2. The IFPTE's Position
This Union proposes that the Employer (1) permit smoking in work areas "where conditions exist for an accom[m]odation" and, where such accommodation is not feasible, or smokers are amenable to smoking elsewhere, construct conveniently located, temperature-controlled facilities for smokers' unrestricted use; (2) assess the indoor air quality and "airborne contaminants" in all Shipyard facilities: and (3) repair or improve the ventilation system in the building. The Employer could construct smoking areas by building two 6- by 20-feet glass enclosures at opposite ends of a wide hallway on the second floor of the building at a relatively low cost -- $5,000 to $10,000 per enclosure. It contends that a public works engineer has advised the parties that the construction of such enclosures is feasible. Relegating smokers to the outdoors or designated restrooms is not the solution for this problem. A new air quality study is called for because the Employer has had work
performed on the ventilation system since the last one; moreover, such a study is necessary to determine if the building meets established air quality standards.
3. The PEPS' Position
PEPS proposes that the Employer provide an indoor area with a
dedicated exhaust to be used by smokers in the building. It argues that the building is "self-contained" and does not meet Occupational Safety and Health Act air ventilation standards; therefore, indoor smoking could not be accommodated without jeopardizing the health of nonsmokers. Nevertheless, the two four-walled courtyards could be structurally modified to provide employees with indoor areas to smoke. Such modifications would simply require the construction of an overhead structure and installation of an exhaust system at a modest cost to the Employer.
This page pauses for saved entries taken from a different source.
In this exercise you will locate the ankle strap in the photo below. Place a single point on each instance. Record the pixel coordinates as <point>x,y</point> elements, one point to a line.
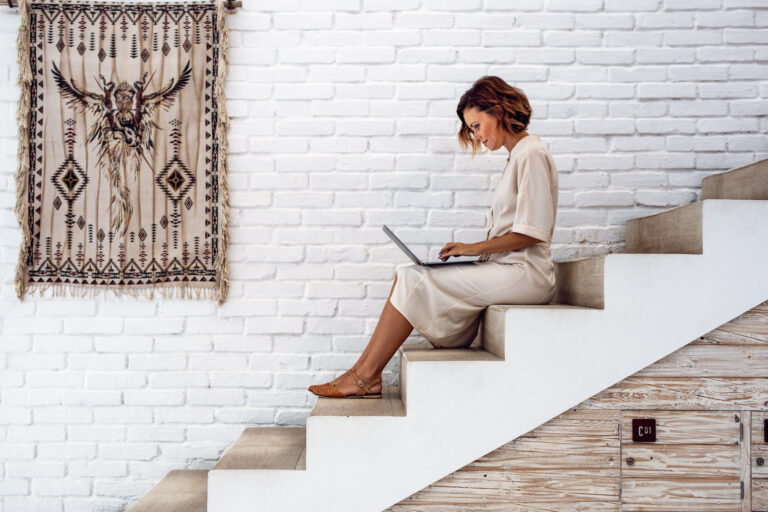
<point>360,382</point>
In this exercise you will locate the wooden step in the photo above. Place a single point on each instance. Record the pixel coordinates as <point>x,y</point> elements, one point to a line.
<point>674,231</point>
<point>390,404</point>
<point>267,448</point>
<point>581,282</point>
<point>179,491</point>
<point>746,182</point>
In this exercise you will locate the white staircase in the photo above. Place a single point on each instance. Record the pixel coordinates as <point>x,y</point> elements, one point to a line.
<point>615,314</point>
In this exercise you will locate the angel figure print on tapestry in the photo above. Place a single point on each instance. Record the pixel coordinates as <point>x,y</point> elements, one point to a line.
<point>122,173</point>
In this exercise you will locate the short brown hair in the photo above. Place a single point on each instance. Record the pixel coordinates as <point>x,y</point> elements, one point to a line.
<point>492,95</point>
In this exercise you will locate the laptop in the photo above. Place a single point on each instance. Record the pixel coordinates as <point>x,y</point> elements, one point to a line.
<point>417,261</point>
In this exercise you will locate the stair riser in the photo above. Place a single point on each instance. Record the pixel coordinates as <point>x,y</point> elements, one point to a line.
<point>676,231</point>
<point>580,282</point>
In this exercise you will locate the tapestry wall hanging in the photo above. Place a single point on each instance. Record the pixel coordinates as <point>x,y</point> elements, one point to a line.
<point>123,127</point>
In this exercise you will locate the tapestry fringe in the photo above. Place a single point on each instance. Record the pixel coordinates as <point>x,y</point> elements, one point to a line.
<point>22,172</point>
<point>222,264</point>
<point>135,291</point>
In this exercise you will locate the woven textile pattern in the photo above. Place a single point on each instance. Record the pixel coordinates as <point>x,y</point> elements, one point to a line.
<point>122,177</point>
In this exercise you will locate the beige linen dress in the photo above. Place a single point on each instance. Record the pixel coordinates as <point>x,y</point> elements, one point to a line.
<point>444,303</point>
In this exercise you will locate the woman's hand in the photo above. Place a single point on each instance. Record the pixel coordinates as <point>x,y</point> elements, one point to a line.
<point>456,249</point>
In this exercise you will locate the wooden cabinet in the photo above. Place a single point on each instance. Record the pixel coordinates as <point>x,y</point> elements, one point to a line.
<point>694,464</point>
<point>758,466</point>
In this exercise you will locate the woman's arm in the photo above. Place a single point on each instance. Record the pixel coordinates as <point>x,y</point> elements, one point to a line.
<point>509,242</point>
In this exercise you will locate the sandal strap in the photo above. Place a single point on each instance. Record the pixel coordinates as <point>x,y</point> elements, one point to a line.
<point>360,382</point>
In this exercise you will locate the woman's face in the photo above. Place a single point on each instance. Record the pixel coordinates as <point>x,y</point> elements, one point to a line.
<point>485,128</point>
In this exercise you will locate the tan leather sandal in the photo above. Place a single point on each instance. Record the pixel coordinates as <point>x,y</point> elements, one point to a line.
<point>329,390</point>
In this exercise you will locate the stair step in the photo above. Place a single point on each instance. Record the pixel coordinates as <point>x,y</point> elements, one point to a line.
<point>673,231</point>
<point>179,491</point>
<point>422,353</point>
<point>746,182</point>
<point>581,282</point>
<point>267,448</point>
<point>390,404</point>
<point>493,324</point>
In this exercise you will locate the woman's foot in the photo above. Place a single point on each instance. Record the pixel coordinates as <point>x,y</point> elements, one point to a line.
<point>347,385</point>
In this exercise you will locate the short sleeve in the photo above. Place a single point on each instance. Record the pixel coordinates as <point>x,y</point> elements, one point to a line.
<point>535,209</point>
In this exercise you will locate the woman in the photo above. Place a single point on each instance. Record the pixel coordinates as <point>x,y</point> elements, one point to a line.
<point>515,264</point>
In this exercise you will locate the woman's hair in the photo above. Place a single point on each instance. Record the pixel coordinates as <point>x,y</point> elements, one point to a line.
<point>494,96</point>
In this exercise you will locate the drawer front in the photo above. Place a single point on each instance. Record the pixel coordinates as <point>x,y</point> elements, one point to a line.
<point>694,464</point>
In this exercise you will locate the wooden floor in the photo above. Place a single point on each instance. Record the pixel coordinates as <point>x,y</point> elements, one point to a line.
<point>710,403</point>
No cause having been shown why the Employer's proposal which is substantially similar to the provision we adopted in Curtis Bay should not be ordered to resolve this issue, we hereby order its adoption. We note that the alcoves and courtyards would be suitable accommodations for smokers because they provide a "modicum of protection from the elements."4/ The Unions' proposed expenditures for building or courtyard modifications so as to provide smokers with total protection from the elements, therefore, are unnecessary. In this regard,
4/ See Curtis Bay, supra.
the Panel has never determined that outdoor smoking facilities must protect smokers from all types of weather.5/ The designation of the alcoves and courtyards as smoking areas, as well as the relatively liberal smoke breaks, in our view, should adequately accommodate those employees who choose to continue to smoke. Finally, the availability of smoking cessation classes should facilitate the adjustment of those employees who smoke to a smoke-free workplace.
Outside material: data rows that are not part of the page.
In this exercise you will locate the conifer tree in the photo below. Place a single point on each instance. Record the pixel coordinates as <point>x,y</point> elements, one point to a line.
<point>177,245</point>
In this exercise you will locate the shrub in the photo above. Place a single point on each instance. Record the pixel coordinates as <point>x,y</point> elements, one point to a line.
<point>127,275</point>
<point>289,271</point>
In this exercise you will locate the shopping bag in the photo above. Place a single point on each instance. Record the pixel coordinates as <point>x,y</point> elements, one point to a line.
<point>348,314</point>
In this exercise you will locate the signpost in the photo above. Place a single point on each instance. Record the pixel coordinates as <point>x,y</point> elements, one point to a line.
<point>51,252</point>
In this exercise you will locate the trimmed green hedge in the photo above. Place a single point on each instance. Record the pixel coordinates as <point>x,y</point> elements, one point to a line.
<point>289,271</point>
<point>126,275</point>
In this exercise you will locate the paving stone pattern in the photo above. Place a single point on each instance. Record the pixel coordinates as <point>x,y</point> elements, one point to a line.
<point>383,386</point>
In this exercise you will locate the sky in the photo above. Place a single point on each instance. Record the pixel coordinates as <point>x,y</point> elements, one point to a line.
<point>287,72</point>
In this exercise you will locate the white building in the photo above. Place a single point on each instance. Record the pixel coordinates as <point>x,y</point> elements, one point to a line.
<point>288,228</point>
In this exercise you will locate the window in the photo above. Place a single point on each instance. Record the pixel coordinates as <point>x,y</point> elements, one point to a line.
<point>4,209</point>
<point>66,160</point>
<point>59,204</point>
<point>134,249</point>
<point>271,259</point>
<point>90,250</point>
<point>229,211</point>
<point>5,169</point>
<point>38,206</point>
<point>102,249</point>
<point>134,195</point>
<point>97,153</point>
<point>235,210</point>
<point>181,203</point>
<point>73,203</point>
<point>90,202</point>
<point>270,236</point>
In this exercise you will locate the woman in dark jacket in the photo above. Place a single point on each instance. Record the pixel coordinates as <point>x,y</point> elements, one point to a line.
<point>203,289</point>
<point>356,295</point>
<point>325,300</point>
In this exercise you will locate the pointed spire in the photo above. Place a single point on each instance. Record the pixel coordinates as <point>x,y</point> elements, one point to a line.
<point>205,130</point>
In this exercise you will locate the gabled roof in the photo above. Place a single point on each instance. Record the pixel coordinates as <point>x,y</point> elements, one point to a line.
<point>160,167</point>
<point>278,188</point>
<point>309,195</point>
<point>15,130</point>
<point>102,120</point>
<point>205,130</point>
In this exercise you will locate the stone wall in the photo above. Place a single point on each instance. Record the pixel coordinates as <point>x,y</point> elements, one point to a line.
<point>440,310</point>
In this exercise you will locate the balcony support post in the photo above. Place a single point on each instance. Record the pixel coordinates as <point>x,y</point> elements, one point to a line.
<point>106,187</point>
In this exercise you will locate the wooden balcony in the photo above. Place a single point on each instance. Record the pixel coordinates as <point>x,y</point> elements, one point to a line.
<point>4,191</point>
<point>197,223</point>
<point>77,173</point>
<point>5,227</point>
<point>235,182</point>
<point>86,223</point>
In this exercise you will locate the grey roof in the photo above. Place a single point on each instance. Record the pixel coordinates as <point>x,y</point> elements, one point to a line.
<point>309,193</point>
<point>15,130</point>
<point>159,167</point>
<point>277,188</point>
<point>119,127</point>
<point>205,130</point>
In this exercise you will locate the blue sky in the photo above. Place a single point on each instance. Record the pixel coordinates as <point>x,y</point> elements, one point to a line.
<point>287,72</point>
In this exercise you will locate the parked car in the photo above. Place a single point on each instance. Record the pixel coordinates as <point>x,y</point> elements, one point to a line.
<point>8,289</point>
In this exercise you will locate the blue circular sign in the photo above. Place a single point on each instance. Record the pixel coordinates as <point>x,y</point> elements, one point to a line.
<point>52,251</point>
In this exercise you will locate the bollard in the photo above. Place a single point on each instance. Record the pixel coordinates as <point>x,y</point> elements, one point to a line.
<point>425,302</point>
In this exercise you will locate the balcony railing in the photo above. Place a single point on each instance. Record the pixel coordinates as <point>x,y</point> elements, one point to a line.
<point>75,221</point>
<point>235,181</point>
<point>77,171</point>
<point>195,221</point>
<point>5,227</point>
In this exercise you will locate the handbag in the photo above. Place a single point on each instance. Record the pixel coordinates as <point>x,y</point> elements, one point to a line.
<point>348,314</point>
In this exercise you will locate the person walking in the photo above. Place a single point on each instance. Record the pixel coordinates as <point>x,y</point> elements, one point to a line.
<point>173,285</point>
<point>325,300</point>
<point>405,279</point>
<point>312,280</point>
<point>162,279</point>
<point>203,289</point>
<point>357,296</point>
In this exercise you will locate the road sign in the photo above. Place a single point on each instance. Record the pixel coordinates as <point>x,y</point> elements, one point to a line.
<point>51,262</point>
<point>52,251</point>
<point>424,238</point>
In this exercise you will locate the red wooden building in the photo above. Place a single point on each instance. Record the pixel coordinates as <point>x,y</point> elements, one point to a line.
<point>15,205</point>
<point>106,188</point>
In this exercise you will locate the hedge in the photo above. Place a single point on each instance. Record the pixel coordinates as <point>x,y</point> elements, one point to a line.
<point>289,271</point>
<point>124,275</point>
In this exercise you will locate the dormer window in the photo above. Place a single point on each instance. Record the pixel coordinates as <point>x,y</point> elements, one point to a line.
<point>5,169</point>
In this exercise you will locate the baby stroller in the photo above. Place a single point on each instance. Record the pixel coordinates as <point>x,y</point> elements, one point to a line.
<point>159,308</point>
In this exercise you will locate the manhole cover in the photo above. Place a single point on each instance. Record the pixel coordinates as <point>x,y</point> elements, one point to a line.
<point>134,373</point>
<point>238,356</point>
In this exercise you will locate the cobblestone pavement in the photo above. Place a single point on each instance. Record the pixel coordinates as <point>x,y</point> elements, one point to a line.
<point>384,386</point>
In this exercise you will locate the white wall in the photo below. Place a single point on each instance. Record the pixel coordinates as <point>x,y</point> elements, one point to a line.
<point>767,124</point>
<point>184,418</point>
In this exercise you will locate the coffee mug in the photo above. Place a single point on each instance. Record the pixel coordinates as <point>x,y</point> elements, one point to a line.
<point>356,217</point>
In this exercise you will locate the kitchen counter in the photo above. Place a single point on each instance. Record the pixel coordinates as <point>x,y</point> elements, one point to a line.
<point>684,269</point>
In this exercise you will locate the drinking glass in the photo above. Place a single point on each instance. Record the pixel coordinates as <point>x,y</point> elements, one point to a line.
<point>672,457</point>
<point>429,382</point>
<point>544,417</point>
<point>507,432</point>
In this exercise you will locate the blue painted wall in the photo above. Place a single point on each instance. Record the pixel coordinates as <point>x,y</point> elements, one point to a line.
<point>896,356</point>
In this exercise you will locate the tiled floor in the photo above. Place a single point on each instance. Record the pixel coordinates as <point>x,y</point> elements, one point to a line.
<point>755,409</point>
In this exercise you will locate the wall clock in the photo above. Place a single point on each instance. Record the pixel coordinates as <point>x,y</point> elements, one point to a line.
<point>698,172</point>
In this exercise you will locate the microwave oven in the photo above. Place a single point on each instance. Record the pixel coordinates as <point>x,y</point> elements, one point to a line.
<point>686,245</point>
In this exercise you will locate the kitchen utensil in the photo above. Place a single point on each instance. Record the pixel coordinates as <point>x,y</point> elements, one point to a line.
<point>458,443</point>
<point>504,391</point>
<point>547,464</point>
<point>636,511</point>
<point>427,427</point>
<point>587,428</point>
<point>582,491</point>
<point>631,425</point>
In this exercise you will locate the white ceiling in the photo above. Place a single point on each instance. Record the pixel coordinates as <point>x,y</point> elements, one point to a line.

Pursuant to the authority vested in it by section 7119 of the Federal Service Labor-Management Relations Statute and because of the failure of the parties to resolve their dispute during the course of proceedings instituted under- section 2471.6(a) (2) of the Panel's regulations, the Federal Service Impasses Panel under section 2471.11(a) of its regulations hereby orders the following:
The parties shall adopt the Employer's proposal.
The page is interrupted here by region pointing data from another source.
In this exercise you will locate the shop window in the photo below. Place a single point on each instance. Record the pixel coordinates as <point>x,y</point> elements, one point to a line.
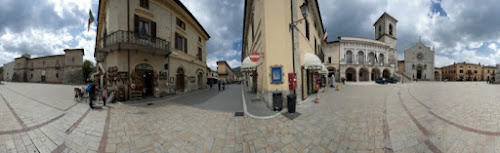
<point>181,24</point>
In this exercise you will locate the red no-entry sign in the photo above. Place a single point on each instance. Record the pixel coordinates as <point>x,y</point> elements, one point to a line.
<point>254,56</point>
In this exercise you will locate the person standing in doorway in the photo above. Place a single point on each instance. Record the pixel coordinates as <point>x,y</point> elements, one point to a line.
<point>333,81</point>
<point>104,95</point>
<point>91,94</point>
<point>219,83</point>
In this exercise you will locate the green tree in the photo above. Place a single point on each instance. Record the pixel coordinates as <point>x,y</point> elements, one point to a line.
<point>88,68</point>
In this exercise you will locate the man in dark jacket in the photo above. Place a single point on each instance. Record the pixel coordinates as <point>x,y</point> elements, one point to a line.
<point>92,94</point>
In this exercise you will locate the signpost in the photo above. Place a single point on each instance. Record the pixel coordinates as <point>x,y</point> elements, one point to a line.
<point>254,56</point>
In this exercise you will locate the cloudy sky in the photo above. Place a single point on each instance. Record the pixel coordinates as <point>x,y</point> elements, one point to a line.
<point>460,30</point>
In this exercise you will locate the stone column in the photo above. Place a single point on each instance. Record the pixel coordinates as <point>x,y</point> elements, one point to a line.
<point>370,75</point>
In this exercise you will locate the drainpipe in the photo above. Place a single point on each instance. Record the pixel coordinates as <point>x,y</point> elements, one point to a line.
<point>128,51</point>
<point>295,53</point>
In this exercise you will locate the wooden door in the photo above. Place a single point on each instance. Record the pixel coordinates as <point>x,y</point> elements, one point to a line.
<point>180,82</point>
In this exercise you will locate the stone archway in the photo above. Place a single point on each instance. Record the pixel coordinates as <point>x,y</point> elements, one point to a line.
<point>363,74</point>
<point>375,74</point>
<point>420,74</point>
<point>350,74</point>
<point>146,80</point>
<point>386,73</point>
<point>437,76</point>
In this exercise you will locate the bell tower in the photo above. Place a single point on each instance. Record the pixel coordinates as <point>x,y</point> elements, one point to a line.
<point>385,29</point>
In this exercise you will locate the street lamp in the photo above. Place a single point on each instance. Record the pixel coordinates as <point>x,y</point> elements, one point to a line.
<point>305,11</point>
<point>304,8</point>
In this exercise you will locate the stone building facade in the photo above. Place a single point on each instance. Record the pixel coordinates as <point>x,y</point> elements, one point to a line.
<point>419,62</point>
<point>66,68</point>
<point>287,41</point>
<point>463,72</point>
<point>156,45</point>
<point>360,59</point>
<point>438,74</point>
<point>8,71</point>
<point>488,72</point>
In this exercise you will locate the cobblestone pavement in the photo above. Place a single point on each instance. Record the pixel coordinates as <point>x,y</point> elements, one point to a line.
<point>416,117</point>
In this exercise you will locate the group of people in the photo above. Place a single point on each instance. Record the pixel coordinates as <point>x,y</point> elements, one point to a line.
<point>94,90</point>
<point>332,81</point>
<point>220,83</point>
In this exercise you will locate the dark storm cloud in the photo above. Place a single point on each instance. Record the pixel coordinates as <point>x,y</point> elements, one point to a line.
<point>468,21</point>
<point>34,27</point>
<point>223,20</point>
<point>20,15</point>
<point>349,18</point>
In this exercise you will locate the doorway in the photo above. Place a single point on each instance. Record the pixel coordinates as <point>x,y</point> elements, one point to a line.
<point>200,80</point>
<point>145,83</point>
<point>179,84</point>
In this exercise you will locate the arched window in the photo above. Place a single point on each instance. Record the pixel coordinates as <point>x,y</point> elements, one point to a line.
<point>348,55</point>
<point>390,29</point>
<point>371,58</point>
<point>361,57</point>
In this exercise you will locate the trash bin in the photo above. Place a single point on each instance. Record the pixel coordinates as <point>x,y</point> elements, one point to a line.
<point>292,101</point>
<point>277,101</point>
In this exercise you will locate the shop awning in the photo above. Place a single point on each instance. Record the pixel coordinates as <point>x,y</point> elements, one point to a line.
<point>312,62</point>
<point>247,65</point>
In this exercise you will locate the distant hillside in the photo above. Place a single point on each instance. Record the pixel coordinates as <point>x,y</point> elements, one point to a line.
<point>237,71</point>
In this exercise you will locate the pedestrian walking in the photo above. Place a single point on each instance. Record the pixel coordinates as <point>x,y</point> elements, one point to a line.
<point>333,81</point>
<point>219,83</point>
<point>91,94</point>
<point>104,95</point>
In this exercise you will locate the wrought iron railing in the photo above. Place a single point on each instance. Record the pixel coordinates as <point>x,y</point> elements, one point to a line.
<point>133,38</point>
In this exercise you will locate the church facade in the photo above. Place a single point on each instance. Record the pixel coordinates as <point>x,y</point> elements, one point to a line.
<point>419,62</point>
<point>361,59</point>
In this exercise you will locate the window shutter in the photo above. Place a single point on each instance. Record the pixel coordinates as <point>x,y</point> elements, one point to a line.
<point>176,41</point>
<point>136,24</point>
<point>185,45</point>
<point>153,31</point>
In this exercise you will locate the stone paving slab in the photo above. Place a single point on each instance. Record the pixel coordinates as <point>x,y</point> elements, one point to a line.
<point>417,117</point>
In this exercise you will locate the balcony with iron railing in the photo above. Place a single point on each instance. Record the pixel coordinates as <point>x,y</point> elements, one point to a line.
<point>364,63</point>
<point>133,41</point>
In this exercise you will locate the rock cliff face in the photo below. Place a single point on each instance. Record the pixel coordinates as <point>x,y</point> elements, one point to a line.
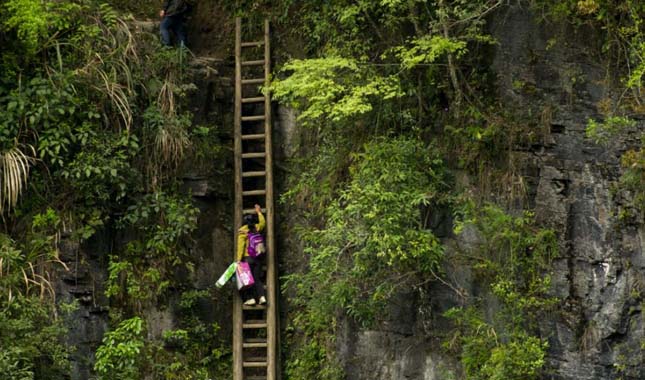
<point>555,78</point>
<point>597,331</point>
<point>210,186</point>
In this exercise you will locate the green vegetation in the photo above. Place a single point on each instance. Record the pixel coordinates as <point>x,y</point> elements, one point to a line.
<point>373,243</point>
<point>512,261</point>
<point>93,129</point>
<point>394,97</point>
<point>391,90</point>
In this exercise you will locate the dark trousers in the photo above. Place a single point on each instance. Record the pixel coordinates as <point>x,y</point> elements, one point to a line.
<point>174,23</point>
<point>257,290</point>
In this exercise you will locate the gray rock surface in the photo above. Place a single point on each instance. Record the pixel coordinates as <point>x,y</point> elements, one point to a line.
<point>597,331</point>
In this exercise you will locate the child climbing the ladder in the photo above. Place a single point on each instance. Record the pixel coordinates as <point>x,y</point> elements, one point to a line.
<point>251,249</point>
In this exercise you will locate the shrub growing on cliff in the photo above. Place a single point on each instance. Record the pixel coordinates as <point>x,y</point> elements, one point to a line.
<point>512,260</point>
<point>373,243</point>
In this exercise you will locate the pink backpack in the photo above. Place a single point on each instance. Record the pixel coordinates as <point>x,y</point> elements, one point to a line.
<point>256,246</point>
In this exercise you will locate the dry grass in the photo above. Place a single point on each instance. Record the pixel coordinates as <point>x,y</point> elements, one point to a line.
<point>14,172</point>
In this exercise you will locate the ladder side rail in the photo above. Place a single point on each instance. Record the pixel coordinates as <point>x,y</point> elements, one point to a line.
<point>272,325</point>
<point>238,369</point>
By direction of the Panel.
Linda A. Lafferty
July 23, 1991
5/ See Department of the Air Force. MacDill Air Force Base. MacDill AFB. Florida and local 153.
National Federation of Federal Employees, Case No. 90 FSIP 217 (December 20, 1990),
Panel Release No. 303 (stating that "[i]t has never been the Panel's intent in any of its
decisions concerning outside designated areas to require the construction or modification of a
structure that would provide complete
Protection from the elements." [footnote omitted]).